Repoze: Retooling Zope

  • Posted by Mike Naberezny in Python

    During the last couple of weeks, I have been privileged to help out with Repoze, a new open source Python project. Repoze is “plumbing Zope into the WSGI pipeline” but also much more.

    I’m not a Zope developer but I’ve benefited from Zope indirectly in several ways. The most significant for me has been Supervisor, a process management system. It’s not part of Zope itself but it originated from a need to keep production Zope servers running smoothly. I started using it for other kinds of servers, and fast forward a couple of years and now I’m very involved and help develop it.

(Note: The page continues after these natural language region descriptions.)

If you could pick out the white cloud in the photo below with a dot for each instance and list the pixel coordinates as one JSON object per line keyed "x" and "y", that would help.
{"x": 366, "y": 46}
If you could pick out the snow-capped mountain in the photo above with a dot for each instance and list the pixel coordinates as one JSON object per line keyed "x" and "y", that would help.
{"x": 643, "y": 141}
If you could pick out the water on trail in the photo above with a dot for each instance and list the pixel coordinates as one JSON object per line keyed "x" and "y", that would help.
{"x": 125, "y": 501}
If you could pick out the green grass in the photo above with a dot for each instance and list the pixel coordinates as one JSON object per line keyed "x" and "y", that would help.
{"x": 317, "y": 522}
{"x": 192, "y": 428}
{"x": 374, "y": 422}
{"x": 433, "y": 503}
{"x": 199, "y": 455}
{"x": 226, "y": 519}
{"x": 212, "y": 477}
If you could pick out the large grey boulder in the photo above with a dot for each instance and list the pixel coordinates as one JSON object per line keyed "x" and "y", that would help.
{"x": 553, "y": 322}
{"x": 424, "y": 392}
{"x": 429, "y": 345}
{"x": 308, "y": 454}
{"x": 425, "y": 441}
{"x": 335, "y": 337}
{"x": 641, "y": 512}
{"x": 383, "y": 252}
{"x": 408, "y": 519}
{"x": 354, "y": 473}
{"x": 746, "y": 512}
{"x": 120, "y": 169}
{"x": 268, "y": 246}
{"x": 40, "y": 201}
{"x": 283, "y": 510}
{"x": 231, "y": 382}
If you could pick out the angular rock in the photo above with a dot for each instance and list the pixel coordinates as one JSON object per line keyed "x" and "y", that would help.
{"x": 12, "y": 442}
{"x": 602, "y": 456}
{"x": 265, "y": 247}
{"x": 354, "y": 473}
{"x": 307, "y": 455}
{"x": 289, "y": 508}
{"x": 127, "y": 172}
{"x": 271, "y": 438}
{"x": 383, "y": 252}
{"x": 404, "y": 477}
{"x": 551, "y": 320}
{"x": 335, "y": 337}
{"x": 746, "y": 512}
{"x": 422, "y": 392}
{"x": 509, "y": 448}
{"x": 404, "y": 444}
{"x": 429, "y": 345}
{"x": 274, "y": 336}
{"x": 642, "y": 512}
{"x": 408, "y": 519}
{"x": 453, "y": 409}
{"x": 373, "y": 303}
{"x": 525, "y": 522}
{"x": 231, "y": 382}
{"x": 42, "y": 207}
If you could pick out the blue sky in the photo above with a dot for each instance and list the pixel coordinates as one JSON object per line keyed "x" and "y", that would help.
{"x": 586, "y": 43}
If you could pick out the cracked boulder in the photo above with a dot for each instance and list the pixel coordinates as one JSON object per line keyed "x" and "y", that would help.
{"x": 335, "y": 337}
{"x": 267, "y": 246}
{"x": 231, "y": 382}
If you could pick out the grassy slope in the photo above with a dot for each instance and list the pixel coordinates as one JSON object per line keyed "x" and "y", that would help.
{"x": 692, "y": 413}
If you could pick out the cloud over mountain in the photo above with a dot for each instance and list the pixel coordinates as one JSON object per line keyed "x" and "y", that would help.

    Supervisor is interesting to many Zope outsiders. It might have grown out of the needs of running Zope servers, but it’s a tool that many others can benefit from using. I think parts of Zope itself also have similar potential for outsiders.

    Zope has been around for a long time and for many was thought to be the “killer app” for Python. Philip J. Eby wrote about the significance of Zope in Where Zope Leads, Python Follows. I’m interested in Zope not because of the application server as a whole but because it has many technologies like an object database, transactions, and object publishing that I’d like to explore.

    It seems that quite a few technologies that are gaining mindshare now through new developments have been available and stable in Zope for many years. As an outsider, I want to be able to consume bits of Zope technologies for other kinds of projects.

    The problem that Zope has is that its technologies aren’t accessible to outsiders in the same way as Supervisor. To the rest of us, the Zope world is largely a mysterious monolith. Projects like Grok make it easier to get started by bringing Rails-like conventions to Zope development, but many of the core Zope technologies remain largely inaccessible for new purposes without putting in a lot of effort.

    Repoze is changing that in a significant way. Repoze is packaging Zope technologies into components and middleware that can be easily deployed on WSGI servers. This is a win for Zope applications because it means better deployment options like Apache and mod_wsgi. Breaking up the monolith and providing more options will help the longevity of their platform.

    For the rest of us, a more modular world of Zope means that eventually, many of the interesting technologies that Zope has to offer will be closer in reach and more practical through a combination of WSGI middleware and better packaging.

    Repoze already seems to have great momentum and I’ll be watching it with interest. I look forward to exploring what the Zope world has to offer through Repoze.

    Update: This post was featured on Repoze Notes.